Posts tagged ‘crowd sourcing’
What about the future?
by Sharon Robins
The media guardian, 24th November 2009, reports After social networks, what next?
The bits I found interesting: LinkedIn founder, Reid Hoffman; “ I think the phenomenon of the online relationship empowers our personal and professional life.
You might think, ‘who wants to consume all this useless information?’ but with some information it’s like with ice cream. It is not nutritious but people still eat it.”
Dr Kate Blackmon, an Oxford lecturer says the future is not about crowd sourcing but crowd filtering.

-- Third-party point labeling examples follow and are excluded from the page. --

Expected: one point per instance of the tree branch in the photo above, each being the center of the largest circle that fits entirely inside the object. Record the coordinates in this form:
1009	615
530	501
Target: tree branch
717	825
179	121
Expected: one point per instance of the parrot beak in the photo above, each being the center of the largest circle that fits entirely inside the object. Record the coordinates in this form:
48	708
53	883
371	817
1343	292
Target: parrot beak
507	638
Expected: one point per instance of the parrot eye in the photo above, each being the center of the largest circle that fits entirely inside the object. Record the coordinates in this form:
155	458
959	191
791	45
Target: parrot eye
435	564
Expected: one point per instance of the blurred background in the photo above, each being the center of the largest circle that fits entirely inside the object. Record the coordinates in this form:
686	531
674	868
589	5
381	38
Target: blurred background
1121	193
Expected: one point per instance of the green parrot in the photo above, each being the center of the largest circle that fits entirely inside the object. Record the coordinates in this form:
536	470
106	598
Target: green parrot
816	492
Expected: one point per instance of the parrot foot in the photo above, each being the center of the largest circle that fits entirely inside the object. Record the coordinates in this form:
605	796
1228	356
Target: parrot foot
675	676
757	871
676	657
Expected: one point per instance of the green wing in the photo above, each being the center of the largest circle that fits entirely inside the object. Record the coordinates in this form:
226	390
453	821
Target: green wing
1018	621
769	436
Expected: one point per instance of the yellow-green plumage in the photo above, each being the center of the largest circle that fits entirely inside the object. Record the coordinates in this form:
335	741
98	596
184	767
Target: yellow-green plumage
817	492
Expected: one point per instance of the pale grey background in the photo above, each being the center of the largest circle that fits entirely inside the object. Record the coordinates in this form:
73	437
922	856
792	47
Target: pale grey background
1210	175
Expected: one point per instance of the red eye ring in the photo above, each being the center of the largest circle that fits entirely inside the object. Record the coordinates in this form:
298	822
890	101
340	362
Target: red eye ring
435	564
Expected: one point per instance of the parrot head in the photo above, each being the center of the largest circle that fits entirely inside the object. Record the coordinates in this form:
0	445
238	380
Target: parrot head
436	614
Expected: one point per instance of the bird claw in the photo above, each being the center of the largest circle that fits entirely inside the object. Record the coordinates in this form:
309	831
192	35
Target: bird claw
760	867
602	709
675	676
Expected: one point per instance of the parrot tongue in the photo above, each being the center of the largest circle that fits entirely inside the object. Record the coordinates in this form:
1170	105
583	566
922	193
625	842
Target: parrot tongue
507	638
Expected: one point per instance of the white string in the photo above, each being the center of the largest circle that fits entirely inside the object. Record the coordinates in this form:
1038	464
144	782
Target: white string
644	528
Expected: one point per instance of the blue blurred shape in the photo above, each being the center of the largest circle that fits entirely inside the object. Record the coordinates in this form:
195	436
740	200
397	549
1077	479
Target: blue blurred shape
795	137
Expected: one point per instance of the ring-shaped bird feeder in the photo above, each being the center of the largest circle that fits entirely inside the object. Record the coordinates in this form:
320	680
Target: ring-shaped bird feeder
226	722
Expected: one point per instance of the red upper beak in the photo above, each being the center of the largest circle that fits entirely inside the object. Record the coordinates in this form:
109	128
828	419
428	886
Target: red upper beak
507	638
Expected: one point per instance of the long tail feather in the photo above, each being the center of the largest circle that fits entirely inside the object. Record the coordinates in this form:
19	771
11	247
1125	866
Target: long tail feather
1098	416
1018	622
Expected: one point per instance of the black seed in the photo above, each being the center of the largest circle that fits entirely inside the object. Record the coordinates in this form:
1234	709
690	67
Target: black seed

I would go one further after the chats I’ve had with newsy people and say a news team especially needs to crowd source and then it needs to crowd filter. Maybe Kate had said; “not so much about crowd sourcing but more crowd filtering.” Context can easily be changed by a lost word or two.

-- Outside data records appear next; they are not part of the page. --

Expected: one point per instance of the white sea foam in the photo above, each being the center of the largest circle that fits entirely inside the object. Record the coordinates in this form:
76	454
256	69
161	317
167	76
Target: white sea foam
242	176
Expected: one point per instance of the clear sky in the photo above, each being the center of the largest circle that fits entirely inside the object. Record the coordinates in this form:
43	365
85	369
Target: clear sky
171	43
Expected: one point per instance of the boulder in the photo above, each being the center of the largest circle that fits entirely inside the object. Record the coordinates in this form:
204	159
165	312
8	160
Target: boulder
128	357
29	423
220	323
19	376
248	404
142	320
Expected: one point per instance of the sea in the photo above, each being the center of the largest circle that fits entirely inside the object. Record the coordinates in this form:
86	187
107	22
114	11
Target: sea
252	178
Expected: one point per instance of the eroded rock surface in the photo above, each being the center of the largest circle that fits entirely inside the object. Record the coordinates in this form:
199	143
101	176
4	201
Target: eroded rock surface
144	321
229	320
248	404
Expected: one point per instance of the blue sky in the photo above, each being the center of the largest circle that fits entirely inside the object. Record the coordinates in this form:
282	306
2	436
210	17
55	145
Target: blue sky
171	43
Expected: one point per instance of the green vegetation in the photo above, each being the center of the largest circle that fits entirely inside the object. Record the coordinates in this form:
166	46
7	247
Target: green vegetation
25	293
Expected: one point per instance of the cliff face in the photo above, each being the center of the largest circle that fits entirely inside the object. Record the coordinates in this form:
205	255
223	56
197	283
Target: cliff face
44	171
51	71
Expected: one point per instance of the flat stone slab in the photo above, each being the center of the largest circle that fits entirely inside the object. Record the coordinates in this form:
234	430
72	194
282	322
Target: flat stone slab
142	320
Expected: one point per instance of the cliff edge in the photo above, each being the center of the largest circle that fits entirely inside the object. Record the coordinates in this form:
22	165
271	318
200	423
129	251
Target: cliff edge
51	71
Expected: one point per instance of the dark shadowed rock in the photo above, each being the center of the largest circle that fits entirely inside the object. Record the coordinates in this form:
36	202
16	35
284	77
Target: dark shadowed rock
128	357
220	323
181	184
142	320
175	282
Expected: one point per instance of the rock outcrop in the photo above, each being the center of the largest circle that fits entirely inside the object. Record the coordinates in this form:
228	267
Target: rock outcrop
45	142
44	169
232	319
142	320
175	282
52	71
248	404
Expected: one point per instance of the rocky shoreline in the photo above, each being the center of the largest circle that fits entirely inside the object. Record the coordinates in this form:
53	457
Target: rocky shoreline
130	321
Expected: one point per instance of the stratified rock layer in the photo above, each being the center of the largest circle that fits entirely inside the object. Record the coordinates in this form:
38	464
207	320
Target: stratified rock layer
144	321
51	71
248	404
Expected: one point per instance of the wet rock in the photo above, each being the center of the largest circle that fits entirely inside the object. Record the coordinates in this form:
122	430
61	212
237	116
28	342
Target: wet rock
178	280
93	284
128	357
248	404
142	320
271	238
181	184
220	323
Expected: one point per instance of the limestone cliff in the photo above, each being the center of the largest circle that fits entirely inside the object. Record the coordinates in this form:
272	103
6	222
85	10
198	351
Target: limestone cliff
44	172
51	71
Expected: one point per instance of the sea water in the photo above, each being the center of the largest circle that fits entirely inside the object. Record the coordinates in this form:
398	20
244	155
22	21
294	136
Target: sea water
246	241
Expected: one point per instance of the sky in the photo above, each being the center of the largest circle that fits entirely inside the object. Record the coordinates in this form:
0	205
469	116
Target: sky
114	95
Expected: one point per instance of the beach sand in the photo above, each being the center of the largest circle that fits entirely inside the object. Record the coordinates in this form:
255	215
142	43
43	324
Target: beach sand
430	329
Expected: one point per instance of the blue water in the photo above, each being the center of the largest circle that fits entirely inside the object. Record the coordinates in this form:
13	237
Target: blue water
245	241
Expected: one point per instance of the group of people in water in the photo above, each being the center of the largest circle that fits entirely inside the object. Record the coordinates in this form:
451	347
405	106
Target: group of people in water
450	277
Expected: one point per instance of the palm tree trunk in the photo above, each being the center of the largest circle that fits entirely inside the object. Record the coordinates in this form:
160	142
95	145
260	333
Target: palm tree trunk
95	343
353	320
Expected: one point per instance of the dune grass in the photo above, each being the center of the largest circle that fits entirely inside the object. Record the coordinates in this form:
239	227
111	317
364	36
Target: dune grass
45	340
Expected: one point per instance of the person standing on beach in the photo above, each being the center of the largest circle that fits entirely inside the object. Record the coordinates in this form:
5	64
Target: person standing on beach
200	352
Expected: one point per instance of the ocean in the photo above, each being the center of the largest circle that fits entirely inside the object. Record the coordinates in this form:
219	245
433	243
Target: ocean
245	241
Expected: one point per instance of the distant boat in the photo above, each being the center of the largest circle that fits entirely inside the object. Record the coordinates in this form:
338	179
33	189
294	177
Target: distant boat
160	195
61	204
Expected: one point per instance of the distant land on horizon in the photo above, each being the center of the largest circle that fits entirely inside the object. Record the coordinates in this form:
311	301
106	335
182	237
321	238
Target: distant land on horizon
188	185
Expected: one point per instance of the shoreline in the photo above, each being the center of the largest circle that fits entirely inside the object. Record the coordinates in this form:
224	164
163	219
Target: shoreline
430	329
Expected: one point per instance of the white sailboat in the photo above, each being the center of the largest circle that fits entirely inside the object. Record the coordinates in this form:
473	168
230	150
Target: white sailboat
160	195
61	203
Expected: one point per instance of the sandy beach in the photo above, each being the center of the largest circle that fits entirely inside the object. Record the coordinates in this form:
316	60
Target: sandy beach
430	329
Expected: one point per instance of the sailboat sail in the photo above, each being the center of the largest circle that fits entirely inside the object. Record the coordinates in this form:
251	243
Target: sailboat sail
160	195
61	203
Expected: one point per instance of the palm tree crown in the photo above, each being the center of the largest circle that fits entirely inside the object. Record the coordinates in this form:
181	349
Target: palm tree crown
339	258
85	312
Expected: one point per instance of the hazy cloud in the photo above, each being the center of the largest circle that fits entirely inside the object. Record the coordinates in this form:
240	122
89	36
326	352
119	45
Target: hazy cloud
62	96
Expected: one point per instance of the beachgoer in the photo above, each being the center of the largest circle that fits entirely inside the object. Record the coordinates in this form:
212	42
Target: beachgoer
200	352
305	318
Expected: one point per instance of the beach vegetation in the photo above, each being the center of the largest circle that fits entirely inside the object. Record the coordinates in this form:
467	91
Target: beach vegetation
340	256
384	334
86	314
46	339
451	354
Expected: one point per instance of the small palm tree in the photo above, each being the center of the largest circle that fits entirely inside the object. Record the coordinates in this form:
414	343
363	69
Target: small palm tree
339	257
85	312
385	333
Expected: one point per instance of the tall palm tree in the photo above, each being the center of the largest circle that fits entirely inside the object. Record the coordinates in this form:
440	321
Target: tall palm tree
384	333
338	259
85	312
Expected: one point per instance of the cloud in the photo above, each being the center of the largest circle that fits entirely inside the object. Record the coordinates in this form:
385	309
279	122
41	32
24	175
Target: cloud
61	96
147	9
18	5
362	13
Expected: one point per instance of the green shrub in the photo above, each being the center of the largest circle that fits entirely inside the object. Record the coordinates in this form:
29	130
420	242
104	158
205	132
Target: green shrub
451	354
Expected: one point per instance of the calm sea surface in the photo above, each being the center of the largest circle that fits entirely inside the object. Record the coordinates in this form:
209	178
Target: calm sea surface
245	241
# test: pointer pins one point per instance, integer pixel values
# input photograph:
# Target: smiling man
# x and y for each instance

Just consider Emily Bell, Director Digital Content at the Guardian with 6,000 Twitter followers. Surely she doesn’t read all their tweets; not with three children and a husband too?
But those followers are access to a massive contact list who also have contacts. Thousands of sources.
Back to the article where CEO of Twitter, Biz Stone said; “I believe in the trend of openness. Using an open technology, creating an open platform and being more transparent. That is where we are heading.”
He also said Twitter isn’t a social network it’s an information network.
Rosabeth Moss Kanter , Professor at Harvard Business School, believes success hinges on connectors making and expanding that information network; On Twitter and in the Workplace, It’s Power to the Connectors
She says; “Power goes to the connectors; those people who actively seek relationships and then serve as bridges between and among groups. Their personal contacts are often as important as their formal assignment.
In essence, she who has the best network wins.”
Sourcing news from social networks
by Sharon Robins
Early January, Pirate FM were investigating and reporting on a story that I understand came to them via Facebook.
Just before Christmas 2009, a Cornish couple were told they had to remove the teddy bear from the grave of their son Harry who died in 2002 only 13 days old. The teddy had been at the grave with Harry all these years.
The couple set up a facebook page with, at that time, nearly 40,000 people signed up to the page to highlight what happened.
The Pirate FM news team verified the story, did interviews and broadcast the situation.
It all ended well, as reported online by BBC Cornwall.
Risk versus Verification
One of my concerns with news gathering from social media was verifying the truth; how do you know it’s true? When information is being fed in, rather than sourced by a journalist, surely there’s greater risk of being wrong.
Head of News for Pirate FM, Tristan Hunkin essentially said, it doesn’t matter as long as you tell the public the source. So; “bla, bla, bla from face book” thus allowing the listener to decide for themselves if they believe or take it with a pinch of salt.
If you don’t get that news out there immediately then the public will already have heard or read it from someone else anyway.
(AUDIO of Full Interview with Tristan Hunkin to follow, if not I’ll transcribe it and post it)
And another thing, writing from the News Re-Wired conference on One Man and His Blog, Adam Tinworth had the same conclusion as Tristan Hunkin but from the crowd source view;
“If we choose to ignore it, we lose attention and influence to other places where people can do their individual acts of journalism.”